The three major awards of the evening — for Designer of the Year in women’s wear, in men’s wear and in accessories — went to foreign designers who had landed atop storied American houses and, through their ability to view the old narrative in new lights, revived them.

Raf Simons, the Belgian designer who took the helm at Calvin Klein in August and whose first show took place in February (and was an ode to the melting pot of Stars and Stripes history), won both the men’s and women’s categories.

Stuart Vevers, the British designer who has taken Coach on a trip down Route 66, was named accessory designer of the year.

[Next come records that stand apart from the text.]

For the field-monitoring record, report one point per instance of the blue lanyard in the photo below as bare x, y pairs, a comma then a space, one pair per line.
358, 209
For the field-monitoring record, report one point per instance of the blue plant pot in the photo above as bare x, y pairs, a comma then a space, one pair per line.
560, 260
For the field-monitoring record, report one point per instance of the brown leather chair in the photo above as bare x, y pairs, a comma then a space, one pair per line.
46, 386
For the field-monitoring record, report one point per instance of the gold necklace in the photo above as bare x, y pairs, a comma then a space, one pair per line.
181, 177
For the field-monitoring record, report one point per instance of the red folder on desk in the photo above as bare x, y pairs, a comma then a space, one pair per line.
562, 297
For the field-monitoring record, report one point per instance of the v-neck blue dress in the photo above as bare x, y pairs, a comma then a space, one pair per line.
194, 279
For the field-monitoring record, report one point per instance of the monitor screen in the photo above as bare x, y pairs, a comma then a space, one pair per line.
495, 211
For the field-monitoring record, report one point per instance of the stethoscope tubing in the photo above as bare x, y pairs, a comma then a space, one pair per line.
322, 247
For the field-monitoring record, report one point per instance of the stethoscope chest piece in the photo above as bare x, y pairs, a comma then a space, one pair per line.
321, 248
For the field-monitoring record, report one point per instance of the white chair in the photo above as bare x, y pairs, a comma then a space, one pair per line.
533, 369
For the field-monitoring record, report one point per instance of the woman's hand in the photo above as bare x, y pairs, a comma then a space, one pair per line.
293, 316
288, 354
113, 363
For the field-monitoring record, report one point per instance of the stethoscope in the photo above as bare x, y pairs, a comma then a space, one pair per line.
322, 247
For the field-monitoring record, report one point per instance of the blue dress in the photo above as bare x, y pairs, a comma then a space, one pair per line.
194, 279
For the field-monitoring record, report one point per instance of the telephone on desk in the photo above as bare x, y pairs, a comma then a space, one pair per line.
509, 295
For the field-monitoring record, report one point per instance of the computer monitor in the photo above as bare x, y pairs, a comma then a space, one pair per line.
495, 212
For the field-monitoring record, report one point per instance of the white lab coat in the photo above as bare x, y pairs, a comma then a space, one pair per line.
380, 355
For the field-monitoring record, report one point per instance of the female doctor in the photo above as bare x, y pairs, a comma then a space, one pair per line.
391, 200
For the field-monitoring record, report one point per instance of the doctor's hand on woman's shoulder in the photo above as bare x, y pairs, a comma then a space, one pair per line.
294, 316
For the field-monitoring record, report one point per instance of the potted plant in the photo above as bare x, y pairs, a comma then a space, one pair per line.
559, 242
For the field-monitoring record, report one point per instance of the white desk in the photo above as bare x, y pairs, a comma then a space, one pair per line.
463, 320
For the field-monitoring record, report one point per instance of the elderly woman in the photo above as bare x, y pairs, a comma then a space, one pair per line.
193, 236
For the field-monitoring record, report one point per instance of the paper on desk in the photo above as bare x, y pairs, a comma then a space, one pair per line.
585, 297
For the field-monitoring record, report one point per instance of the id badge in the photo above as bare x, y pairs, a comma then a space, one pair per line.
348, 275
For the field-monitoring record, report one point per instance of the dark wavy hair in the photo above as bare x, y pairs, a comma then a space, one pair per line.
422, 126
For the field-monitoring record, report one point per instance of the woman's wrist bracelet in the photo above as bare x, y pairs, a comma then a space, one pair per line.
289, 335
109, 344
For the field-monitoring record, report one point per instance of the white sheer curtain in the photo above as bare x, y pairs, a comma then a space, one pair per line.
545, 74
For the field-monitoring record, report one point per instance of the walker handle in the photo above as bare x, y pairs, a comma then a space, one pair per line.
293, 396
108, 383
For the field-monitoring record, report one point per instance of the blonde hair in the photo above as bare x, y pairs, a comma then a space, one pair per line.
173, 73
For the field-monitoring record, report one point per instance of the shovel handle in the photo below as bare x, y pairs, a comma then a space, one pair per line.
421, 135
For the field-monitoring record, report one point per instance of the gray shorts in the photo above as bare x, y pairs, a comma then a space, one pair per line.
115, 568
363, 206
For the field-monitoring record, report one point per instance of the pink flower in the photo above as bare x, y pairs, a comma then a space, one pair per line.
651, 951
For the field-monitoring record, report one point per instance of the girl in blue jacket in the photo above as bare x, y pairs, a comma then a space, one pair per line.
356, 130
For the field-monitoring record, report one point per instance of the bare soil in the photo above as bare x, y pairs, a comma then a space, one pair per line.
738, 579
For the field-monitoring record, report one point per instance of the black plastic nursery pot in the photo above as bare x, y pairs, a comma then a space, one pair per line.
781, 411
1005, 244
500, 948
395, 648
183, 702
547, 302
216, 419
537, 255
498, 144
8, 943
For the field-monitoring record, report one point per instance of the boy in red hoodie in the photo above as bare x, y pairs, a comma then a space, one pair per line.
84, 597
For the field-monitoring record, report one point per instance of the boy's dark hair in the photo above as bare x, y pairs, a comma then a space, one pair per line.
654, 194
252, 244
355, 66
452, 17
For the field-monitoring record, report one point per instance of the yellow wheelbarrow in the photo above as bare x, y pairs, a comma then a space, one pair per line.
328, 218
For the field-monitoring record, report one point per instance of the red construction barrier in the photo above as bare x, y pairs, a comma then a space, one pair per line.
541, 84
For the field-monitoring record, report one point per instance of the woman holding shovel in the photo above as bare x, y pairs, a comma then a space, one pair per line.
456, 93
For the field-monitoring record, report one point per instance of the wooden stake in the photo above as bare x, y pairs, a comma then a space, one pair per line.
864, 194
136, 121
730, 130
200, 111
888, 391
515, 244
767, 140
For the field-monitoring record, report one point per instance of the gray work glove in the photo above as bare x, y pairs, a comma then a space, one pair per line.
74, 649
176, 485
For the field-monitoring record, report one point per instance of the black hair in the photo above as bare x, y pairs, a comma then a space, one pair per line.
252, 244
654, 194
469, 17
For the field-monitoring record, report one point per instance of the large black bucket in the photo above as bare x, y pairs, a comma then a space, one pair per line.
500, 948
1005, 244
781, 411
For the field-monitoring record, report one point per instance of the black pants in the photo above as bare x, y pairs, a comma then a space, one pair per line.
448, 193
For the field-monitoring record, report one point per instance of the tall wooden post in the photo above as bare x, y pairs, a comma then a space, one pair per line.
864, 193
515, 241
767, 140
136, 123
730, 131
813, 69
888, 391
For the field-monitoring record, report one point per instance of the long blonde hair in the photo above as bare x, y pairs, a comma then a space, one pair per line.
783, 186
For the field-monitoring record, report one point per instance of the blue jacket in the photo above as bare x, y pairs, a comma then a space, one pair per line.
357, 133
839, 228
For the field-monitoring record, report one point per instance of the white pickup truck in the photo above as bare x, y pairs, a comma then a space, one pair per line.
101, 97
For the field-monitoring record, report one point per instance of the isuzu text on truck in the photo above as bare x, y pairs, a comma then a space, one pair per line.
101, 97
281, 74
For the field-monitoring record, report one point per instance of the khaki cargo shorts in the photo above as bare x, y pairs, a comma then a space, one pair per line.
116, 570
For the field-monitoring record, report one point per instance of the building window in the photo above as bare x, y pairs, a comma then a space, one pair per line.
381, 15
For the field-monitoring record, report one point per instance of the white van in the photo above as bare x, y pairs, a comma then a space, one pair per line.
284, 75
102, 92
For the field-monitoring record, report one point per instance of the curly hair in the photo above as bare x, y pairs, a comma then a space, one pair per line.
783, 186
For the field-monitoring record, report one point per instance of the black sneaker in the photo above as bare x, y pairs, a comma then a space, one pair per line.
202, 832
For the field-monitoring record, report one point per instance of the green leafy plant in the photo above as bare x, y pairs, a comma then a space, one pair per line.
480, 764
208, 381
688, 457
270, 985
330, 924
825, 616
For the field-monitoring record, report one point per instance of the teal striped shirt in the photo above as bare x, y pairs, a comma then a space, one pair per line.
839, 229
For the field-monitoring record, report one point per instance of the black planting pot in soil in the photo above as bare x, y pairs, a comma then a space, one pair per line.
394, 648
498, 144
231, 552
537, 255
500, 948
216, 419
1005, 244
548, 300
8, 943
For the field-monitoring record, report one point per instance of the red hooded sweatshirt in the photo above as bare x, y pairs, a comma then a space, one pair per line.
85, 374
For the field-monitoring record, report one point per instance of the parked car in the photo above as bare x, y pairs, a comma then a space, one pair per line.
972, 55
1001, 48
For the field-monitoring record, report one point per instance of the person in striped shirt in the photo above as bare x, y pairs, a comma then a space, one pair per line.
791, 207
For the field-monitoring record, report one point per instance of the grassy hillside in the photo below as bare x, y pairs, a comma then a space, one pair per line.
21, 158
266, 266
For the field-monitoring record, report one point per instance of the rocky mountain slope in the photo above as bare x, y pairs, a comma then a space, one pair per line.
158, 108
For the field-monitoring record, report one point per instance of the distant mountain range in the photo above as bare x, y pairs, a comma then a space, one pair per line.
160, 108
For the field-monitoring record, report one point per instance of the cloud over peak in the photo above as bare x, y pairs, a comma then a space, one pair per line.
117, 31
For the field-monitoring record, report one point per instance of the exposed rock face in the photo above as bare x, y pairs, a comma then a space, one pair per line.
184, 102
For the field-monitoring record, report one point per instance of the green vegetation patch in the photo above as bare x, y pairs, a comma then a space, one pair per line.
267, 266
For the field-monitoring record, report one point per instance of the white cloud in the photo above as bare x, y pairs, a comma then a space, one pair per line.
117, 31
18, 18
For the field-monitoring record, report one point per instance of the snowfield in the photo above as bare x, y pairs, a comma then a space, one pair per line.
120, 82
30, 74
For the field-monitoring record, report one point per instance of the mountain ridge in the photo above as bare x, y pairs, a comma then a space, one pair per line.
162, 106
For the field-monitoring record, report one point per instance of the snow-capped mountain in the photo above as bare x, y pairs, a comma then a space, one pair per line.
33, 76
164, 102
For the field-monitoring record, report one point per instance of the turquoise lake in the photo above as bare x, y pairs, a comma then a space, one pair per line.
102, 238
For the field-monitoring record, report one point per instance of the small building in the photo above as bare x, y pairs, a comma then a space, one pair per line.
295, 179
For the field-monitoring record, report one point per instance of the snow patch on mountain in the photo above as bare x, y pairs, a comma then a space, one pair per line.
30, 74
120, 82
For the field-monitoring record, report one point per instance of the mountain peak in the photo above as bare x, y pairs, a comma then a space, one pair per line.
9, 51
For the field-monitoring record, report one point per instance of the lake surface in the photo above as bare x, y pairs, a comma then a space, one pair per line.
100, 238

Ms. McGrath, by the way, is also British.


The designer Raf Simons accepting his award, which was presented by the actress Nicole Kidman.CreditLandon Nordeman for The New York Times

Then Franca Sozzani, the legendary editor of Vogue Italia (and, yes, an Italian), who died in December at age 66, was given the Fashion Icon award, a prize previously won by Beyoncé, Rihanna and Johnny Depp. And Demna Gvasalia, a Georgian designer based in Switzerland and showing in Paris, won the International award for his work at Vetements and at Balenciaga.

Even Fernando Garcia and Laura Kim of Monse, who won the Swarovski Award for Emerging Talent, were born and raised elsewhere before moving to the United States for school and starting their business in the country (as well as becoming the creative directors of Oscar de la Renta). And Rick Owens, who received the Lifetime Achievement Award, is American, but he lives and works in Paris.

In other words, if ever anyone wanted to make an argument for the importance of immigration, of cross-border fertilization, of the absence of walls and of the renewal and rebirth that comes from an outside perspective, they could do worse than to turn to the 2017 CFDA awards.

A lot has been written (and I have complained a lot) about the repetitive nature of these events, which often feature the same names, year after year. Of those in contention for women’s wear designer of the year, for example, all except Mr. Simons had won at least once before — some of them multiple times. That’s a problem — unless it is solved by broadening the definition of what constitutes “American,” opening the doors and welcoming different players.